In a note to investors, Barclays Capital analyst Meredith Taylor wrote that "we see growing focus on emerging markets and other growth opportunities, but strong execution on (shareholder value added) and (operating return on operating assets are) likely to stay front and center." She reiterated her firm's "Overweight" rating on the stock and $50 price target.
"We have traveled with (Deere) management over the last few days, and came away with the view that while the company is in the midst of a 'strategic rethink' and under new leadership, major changes in direction are unlikely to come," she wrote.
Last month, Samuel R. Allen became top executive of the Moline, Ill.-based company, succeeding Robert W. Lane, who led the company for nine years.

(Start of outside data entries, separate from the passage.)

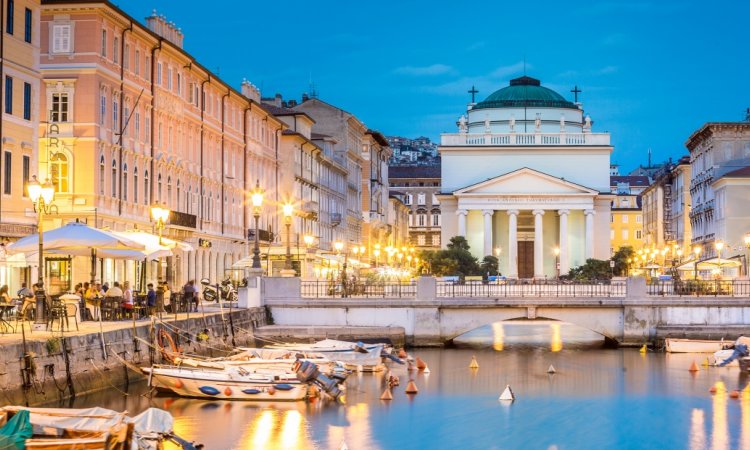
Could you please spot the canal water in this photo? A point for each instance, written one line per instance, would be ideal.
(598, 399)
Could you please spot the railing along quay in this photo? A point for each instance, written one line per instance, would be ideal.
(700, 288)
(327, 289)
(603, 288)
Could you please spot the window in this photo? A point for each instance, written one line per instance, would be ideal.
(9, 17)
(59, 171)
(27, 101)
(28, 23)
(61, 38)
(113, 181)
(101, 175)
(8, 95)
(26, 170)
(8, 172)
(59, 112)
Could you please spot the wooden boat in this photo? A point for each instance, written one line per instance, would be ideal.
(674, 345)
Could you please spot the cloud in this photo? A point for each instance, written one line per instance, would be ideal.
(435, 69)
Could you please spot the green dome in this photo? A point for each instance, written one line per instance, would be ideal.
(525, 92)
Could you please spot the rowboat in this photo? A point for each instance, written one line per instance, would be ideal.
(674, 345)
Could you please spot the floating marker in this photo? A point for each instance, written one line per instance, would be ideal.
(507, 394)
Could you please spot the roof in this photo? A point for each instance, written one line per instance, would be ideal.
(414, 172)
(633, 180)
(525, 92)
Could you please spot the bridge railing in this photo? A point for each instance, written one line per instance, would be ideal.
(329, 289)
(700, 288)
(550, 288)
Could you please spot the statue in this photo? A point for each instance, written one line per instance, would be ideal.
(463, 124)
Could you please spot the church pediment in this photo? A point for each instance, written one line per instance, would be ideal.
(526, 181)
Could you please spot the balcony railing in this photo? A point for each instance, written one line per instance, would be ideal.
(500, 139)
(335, 289)
(701, 288)
(513, 288)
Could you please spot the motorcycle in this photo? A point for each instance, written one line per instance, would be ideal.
(227, 291)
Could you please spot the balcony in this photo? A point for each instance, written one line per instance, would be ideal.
(516, 139)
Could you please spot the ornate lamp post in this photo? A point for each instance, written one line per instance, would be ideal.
(288, 211)
(257, 199)
(41, 196)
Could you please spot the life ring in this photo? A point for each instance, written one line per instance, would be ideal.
(167, 347)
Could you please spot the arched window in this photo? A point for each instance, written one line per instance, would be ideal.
(125, 182)
(135, 185)
(114, 178)
(146, 188)
(101, 175)
(59, 172)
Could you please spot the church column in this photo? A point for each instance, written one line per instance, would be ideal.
(538, 244)
(512, 243)
(564, 257)
(488, 231)
(461, 213)
(589, 233)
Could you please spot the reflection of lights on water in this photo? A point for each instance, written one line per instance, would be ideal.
(556, 341)
(498, 336)
(697, 430)
(720, 432)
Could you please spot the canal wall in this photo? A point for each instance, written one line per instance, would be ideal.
(73, 363)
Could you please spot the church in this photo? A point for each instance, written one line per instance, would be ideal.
(527, 180)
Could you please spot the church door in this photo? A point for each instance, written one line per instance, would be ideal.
(525, 259)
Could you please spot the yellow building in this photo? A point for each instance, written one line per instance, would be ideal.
(19, 75)
(626, 221)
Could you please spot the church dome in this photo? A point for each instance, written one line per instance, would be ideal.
(525, 92)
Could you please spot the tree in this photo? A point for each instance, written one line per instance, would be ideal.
(593, 269)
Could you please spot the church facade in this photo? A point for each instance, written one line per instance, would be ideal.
(527, 180)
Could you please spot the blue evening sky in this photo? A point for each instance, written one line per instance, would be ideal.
(652, 72)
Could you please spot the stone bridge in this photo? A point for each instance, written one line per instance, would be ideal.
(630, 319)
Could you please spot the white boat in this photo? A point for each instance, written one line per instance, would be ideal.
(674, 345)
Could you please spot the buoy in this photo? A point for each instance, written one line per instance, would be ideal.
(507, 394)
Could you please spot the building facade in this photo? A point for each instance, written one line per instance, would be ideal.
(420, 186)
(141, 122)
(19, 132)
(525, 174)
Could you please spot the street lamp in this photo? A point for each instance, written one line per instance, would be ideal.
(288, 210)
(41, 196)
(257, 199)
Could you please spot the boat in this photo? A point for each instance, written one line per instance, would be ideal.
(674, 345)
(238, 383)
(90, 428)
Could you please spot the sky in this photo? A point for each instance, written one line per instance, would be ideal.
(651, 73)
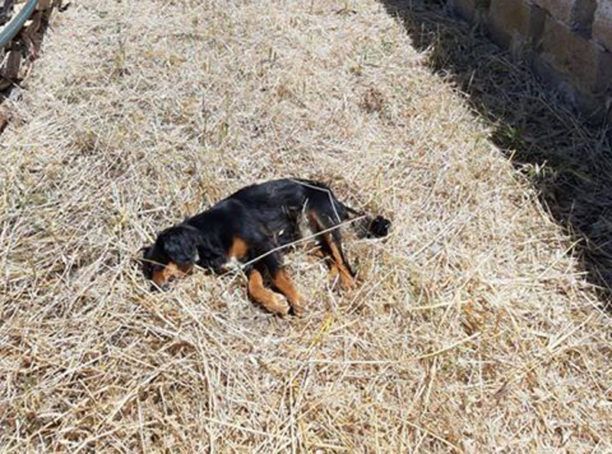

Deere, the world's largest maker of farm equipment, continues to increase its focus on opportunities in emerging markets, most recently with a $25 million investment in assembly operations in Russia, she wrote.
The company did not provide an outlook for fiscal 2010, "but we think that management looks for mixed trends by geography."
Taylor wrote that her firm sees better trends in Latin America and likely continued headwinds in Europe. Management "looks for better cash receipts in (North America) to support spending trends, but we think production cuts suggest some caution," she wrote.
Deere has laid off hundreds of workers since the global economy deteriorated late last year, but it has avoided job cuts on the scale of those seen at other large manufacturers.
Deere managers remain comfortable with asset quality at the company's credit business, and headwinds associated with pre-funding could ease somewhat in fiscal 2010, according to Taylor.
Shares of Deere fell 82 cents, or 1.8 percent, to $45.10 in late afternoon trading.